One aspect of computer science I really like, but that I don’t get to talk about often, is that it makes clear the map-territory distinction. What we represent in a computer program (the map) is necessarily a simplification of the real thing we are trying to represent (the territory). This means we must pick our representations carefully, so that everything we want to capture can be expressed with that representation. The opposite problem – of having too expressive a representation – is only a problem if efficiency is necessary.
I think the general idea is something that even beginner students realize relatively quickly. In my previous post about diversity, I asked students to verify that a chapter and verse number from the Quran is valid, which means that their program (the map) must represent the chapter and the verse (the territory). This example is somewhat trivial, and even my current students will dismiss it as such. What I don’t think they realize, however, is that the principle runs deeper than that, and their choice of representation may have consequences that they did not foresee.
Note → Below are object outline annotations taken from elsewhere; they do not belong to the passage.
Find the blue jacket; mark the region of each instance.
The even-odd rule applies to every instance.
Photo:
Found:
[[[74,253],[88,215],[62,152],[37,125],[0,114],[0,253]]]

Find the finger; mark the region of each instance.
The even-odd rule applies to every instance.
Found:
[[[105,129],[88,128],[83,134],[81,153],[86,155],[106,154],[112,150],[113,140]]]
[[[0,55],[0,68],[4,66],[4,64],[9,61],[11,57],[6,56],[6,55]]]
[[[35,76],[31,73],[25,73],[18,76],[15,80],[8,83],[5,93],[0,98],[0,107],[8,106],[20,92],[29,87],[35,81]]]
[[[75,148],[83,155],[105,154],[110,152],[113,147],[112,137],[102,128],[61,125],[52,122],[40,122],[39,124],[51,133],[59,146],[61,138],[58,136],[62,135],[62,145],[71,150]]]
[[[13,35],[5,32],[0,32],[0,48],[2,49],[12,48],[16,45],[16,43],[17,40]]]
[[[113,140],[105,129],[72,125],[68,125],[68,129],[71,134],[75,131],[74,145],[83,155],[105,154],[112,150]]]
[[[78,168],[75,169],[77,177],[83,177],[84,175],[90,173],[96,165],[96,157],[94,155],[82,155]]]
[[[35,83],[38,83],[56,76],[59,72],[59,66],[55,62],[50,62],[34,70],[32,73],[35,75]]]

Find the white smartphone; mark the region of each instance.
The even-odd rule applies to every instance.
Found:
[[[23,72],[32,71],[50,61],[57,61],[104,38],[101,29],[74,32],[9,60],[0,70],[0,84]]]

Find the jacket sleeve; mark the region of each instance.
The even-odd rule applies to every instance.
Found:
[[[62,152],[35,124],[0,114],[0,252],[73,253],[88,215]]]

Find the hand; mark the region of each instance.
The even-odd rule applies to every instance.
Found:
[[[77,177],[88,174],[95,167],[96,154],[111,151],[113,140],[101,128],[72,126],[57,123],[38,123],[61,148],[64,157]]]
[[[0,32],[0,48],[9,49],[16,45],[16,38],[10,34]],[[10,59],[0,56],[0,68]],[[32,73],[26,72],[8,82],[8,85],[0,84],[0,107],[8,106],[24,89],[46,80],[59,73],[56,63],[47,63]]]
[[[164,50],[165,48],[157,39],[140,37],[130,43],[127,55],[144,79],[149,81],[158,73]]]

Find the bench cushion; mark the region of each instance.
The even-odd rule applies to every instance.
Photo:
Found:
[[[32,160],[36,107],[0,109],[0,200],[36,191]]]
I decided to try and get this message across in the lab last week. We just covered classes and exception handling, so the first part of the lab asked them to write a program to survey the visitors on campus, and having functions that verify their input (name, age, gender, phone number, etc.). I helpfully provided short vignettes like this one:
- Rudolph Feierabend has lived in Eagle Rock/north-east LA since 1961, when his parents immigrated to the US, bringing then-seventeen Rolf in tow. He has been retired for a couple years now, and takes his husky lab Winston on walks through campus every so often. Although he has an email account email@example.com, Rolf says he doesn’t check it anymore and should just call him at home (323) 827-6316.
That was about the level of instruction I gave to students, leaving it up to them as to what they should check for. The object-oriented programming was straightforward, while students had to think through how they would verify the various fields. Some students made sure that names do not have punctuation, some students checked that a phone number had 10 or 11 digits (depending on whether the user typed “+1”), some students asked for the city and state of origin separately. Fairly standard programming exercise, took 1.5-2 hours, with just enough creative freedom to not be boring.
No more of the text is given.